Mary Ann Rocque | |
Other Names: | Mary Ann Scalé, M. A. Rocque, Mary Ann Bew, Ann Bew |
Birth Name: | Mary Ann Scalé |
Birth Place: | England |
Death Date: | May 1774 |
Years Active: | 1740s-1760s |
Spouse: | John Rocque |
Mary Ann Rocque, born Mary Ann Scalé, (- May 1774) was an English cartographer. Her booklet titled A Set of Plans and Forts of America (1765) included two of the earliest published maps of the city of Albany, New York and also celebrated British victories over the French in North America.[1]

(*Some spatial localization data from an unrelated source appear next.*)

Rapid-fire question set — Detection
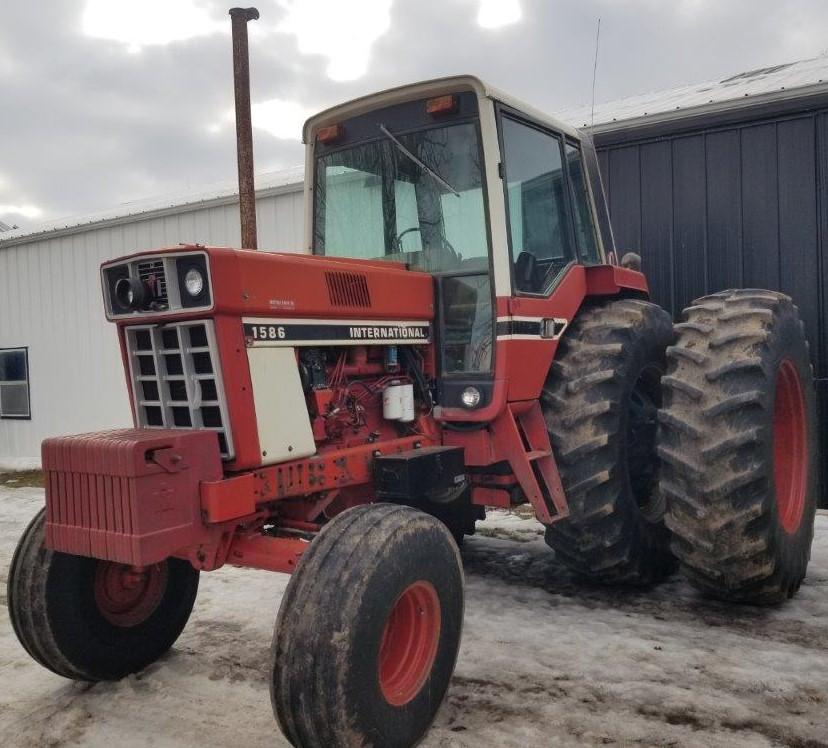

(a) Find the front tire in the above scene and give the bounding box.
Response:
[8,509,200,680]
[271,504,464,748]
[658,289,818,604]
[542,298,677,584]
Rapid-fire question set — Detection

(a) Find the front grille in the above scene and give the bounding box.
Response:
[125,321,233,458]
[325,271,371,308]
[137,259,168,305]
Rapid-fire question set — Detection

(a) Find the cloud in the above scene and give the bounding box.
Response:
[477,0,522,29]
[81,0,223,52]
[0,204,43,220]
[5,0,828,228]
[251,98,314,140]
[212,98,314,140]
[276,0,393,81]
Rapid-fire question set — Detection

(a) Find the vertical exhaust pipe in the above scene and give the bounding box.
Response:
[229,7,259,250]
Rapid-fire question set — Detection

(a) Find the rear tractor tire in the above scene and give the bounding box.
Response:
[271,504,464,748]
[542,298,676,585]
[659,289,818,604]
[8,509,200,680]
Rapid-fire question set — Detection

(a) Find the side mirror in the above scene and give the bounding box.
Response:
[620,252,642,272]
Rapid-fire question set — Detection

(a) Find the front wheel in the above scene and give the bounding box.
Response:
[271,504,464,748]
[7,509,200,680]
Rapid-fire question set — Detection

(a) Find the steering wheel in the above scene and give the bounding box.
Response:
[394,226,461,269]
[395,226,423,251]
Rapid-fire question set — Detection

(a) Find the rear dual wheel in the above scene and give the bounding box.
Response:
[659,290,818,604]
[542,299,677,584]
[7,509,199,680]
[271,504,464,748]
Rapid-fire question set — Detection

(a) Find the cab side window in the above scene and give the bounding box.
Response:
[564,142,601,264]
[501,116,575,294]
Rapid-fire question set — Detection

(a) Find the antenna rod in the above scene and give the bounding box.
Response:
[229,7,259,250]
[590,17,601,129]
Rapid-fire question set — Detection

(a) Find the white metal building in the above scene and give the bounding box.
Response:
[0,167,304,469]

Mary Ann Scalé was born in England, the daughter of Bernard Scalé (who died in 1743) and niece of Peter Scalé. She was the older sister of Dublin-based surveyor and cartographer Peter Bernard Scalé.[2] [3] Rocque married apothecary Edward Bew sometime before 1743.[4] In 1751 she married cartographer John Rocque, her brother's mentor,[5] who held the titles "Chorographer to the Prince of Wales" and "Topographer to His Royal Highness the Duke of Glouchester".[6] John Rocque died in 1762.[7] The Scalé and Rocque families were Huguenots. Another French cartographer in London, Louis Stanislaus de la Rochette, was married to her sister, Margaret.[8]
In widowhood, Mary Ann Rocque took over her husband's Topographer title and carried on the family business in the Strand, going into partnership with Andrew Dury.[9] [10] [11] In 1762, Rocque published her late husband's A survey of the County of Surrey, the first large-scale survey of the English county of Surrey.[12] [13]
Not content to maintain her late husband's business, Rocque published new and significant maps after his death.[14] In 1763, she published a new edition of her husband's The Environs of London Reduced from an Actual Survey in 16 Sheets, with a dedication "to the Right Honorable George Montague Earl of Cardigan, Baron Brudenell &c."[15]
In 1765, she published A Set of Plans and Forts of America, a compilation atlas booklet consisting of thirty plans of forts and locales that had played important roles in the recently concluded French and Indian War; the atlas also included a small Plan of the City of Albany, which among other things showed the location of Fort Frederick along the city’s northwest edge. Rocque's plan of Fort Federick and of the City of Albany are considered the two earliest published maps of the city of Albany, New York. A Set of Plans and Forts of America were described by academic researcher Will C. van den Hoonaard as "a paean to British victory and a celebration of the enlarged empire".[16]
Around 1769, Rocque transferred most of her family cartography business to printer and publisher Carington Bowles (1723-1793).[17]
Maps published by Mary Ann Rocque are in many libraries and archives, including the National Archives, the Massachusetts Historical Society, the United States Military Academy, the University of Virginia, the British Library, and the UK Hydrographic Office.[18] [19] [20] Some of Rocque's maps were published under the name M. A. Rocque.[21]
Rocque was buried 8 May 1774 at St James's Church, Paddington.[22]